Reducing harm caused by alcohol


Sales increase underlines need for minimum pricing

In response to the latest figures showing alcohol sales have increased in Scotland, Alison Douglas, Chief Executive of Alcohol Focus Scotland said:

"Scotland is now a nation of home drinkers, with more alcohol sold through supermarkets and off-licences than ever before. This has been driven by really low prices and constant promotions encouraging us to consume more.

"More than half of alcohol in supermarkets and off-licences is sold at less than 50p per unit, while a fifth costs less than 40p per unit. The very cheapest products under 30p per unit are mainly vodkas and strong ciders which are favoured by young, vulnerable and harmful drinkers.

"The more affordable alcohol is, the more we drink, and this means more alcohol-related hospital admissions, crime and deaths. Politicians across the Scottish Parliament understood this evidence when they passed minimum unit pricing legislation four years ago.

"It is really disappointing that this life-saving measure has been delayed by the Scotch Whisky Association’s legal challenge. Their defence of cheap vodka and cider is somewhat at odds with the ‘iconic’ image of Scotch.  Like the tobacco industry, the alcohol industry is placing profits before people’s health.

"With 22 Scots dying because of alcohol every single week and sales increasing, minimum pricing is desperately needed."

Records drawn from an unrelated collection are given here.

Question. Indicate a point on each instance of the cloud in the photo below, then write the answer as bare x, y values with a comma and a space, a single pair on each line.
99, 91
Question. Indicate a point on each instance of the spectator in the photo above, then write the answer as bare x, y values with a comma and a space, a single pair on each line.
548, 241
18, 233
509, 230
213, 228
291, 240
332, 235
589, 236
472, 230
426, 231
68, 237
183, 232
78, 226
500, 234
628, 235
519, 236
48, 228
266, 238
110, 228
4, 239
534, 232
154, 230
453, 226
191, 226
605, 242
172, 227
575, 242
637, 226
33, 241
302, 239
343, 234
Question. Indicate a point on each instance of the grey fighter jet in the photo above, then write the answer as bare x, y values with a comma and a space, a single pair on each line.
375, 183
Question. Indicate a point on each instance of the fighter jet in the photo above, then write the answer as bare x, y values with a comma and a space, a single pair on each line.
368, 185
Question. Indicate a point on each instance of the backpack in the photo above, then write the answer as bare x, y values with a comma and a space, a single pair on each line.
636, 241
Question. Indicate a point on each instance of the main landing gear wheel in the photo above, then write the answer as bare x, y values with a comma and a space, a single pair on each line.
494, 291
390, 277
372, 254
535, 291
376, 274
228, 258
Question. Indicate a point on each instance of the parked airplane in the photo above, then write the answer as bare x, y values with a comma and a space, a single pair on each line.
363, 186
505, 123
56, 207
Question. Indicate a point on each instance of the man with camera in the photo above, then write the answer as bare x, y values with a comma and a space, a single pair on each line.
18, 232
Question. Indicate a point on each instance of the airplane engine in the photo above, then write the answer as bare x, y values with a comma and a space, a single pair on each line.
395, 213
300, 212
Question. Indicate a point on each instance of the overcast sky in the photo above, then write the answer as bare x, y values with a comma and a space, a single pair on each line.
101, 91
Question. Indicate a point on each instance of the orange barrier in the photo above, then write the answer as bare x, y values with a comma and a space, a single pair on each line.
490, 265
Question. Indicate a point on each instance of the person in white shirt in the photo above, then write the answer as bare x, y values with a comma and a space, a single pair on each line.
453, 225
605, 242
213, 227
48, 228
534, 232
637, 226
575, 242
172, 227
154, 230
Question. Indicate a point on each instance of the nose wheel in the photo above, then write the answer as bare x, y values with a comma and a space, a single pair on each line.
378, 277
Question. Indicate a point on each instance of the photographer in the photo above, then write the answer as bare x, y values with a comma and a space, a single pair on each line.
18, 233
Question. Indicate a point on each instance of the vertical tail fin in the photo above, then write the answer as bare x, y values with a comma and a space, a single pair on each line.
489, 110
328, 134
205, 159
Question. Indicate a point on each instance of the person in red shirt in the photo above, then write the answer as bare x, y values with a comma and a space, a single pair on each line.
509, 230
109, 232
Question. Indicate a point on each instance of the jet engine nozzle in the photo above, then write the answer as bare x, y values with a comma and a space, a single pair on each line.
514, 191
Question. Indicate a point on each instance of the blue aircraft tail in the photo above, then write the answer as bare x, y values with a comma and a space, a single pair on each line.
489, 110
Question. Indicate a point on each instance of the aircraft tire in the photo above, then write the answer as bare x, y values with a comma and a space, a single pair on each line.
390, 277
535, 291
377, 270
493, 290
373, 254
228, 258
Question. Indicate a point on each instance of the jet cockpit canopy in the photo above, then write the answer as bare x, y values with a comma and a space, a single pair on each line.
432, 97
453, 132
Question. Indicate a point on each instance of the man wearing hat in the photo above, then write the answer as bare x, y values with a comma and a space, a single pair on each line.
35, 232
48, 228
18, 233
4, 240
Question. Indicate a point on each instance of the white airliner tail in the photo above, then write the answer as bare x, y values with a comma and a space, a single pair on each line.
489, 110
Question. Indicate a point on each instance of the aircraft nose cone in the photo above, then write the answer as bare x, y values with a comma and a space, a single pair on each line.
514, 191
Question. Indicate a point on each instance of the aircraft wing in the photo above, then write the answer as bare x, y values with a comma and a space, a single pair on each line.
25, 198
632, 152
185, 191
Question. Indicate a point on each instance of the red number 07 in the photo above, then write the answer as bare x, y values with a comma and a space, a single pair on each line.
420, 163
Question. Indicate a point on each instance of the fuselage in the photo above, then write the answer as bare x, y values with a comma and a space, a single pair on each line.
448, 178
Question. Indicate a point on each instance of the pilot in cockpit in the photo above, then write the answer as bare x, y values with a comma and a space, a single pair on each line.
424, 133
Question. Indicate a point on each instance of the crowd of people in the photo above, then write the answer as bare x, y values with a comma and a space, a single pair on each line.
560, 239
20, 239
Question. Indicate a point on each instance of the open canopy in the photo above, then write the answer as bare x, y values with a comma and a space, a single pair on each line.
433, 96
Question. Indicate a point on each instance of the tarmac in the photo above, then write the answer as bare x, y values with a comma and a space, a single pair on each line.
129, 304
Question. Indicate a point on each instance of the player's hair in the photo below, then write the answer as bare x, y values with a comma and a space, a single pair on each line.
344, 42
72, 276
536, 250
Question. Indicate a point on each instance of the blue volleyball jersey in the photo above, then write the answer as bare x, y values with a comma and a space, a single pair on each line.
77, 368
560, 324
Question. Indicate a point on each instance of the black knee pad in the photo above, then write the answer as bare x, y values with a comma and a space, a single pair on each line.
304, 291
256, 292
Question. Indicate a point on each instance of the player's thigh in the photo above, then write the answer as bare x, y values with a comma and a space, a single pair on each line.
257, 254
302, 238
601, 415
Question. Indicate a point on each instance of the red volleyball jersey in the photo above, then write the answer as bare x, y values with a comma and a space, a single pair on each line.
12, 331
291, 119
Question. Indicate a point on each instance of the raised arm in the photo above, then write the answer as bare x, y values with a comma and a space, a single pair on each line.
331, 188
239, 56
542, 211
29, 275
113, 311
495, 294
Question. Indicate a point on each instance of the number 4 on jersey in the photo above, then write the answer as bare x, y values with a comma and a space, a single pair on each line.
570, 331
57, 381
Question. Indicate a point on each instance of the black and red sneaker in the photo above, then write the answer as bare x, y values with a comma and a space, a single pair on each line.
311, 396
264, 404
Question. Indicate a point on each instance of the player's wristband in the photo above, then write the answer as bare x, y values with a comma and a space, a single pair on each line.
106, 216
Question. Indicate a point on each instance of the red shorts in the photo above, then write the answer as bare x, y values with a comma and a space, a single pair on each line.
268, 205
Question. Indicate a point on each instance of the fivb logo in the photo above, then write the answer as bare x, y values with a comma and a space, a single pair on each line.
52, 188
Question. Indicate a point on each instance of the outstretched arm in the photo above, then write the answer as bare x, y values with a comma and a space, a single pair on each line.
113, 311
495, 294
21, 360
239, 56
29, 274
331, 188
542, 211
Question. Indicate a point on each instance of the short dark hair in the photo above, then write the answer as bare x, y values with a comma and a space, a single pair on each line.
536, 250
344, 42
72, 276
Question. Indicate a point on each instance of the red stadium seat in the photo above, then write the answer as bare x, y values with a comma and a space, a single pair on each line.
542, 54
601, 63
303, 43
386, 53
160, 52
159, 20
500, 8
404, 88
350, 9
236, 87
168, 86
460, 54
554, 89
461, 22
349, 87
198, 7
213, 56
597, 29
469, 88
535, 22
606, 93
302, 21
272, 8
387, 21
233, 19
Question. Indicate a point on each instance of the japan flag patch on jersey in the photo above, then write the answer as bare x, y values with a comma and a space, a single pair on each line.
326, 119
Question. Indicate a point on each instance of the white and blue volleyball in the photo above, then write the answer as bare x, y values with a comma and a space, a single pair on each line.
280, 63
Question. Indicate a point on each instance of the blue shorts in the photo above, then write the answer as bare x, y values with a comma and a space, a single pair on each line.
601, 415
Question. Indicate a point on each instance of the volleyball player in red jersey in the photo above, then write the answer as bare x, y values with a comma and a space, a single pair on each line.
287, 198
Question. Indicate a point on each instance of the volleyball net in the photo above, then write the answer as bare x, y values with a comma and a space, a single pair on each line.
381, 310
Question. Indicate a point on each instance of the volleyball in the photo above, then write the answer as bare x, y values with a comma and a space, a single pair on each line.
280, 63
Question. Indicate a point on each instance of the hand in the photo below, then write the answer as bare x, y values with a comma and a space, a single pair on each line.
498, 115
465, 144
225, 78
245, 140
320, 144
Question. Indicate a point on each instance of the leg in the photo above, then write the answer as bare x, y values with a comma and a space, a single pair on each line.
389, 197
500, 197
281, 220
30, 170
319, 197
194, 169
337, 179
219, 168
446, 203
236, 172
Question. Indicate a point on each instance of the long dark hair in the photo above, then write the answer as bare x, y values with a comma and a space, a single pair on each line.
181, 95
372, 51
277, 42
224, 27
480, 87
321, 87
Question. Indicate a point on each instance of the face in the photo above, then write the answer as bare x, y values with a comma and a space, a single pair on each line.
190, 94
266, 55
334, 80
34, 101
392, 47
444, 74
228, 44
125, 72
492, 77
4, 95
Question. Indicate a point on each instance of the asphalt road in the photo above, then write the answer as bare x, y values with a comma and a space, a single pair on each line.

Alcohol consumption and price in Scotland 2015 

Dr Peter Rice, Chair of SHAAP said:

"NHS Health Scotland’s finding that much of Scotland’s excess drinking compared to England and Wales is due to low cost cider and vodka confirms the experience of front line clinicians. These are the drinks we hear about in GP surgeries, A&E departments, liver clinics and alcohol problems services.

"It is concerning that following several years of decline, overall consumption has risen for the past two years and alcohol related deaths have risen since 2013. Tackling low cost off sales alcohol is essential to improving health. This is the reason we called for Minimum Unit Price and why we continue to strongly support the policy."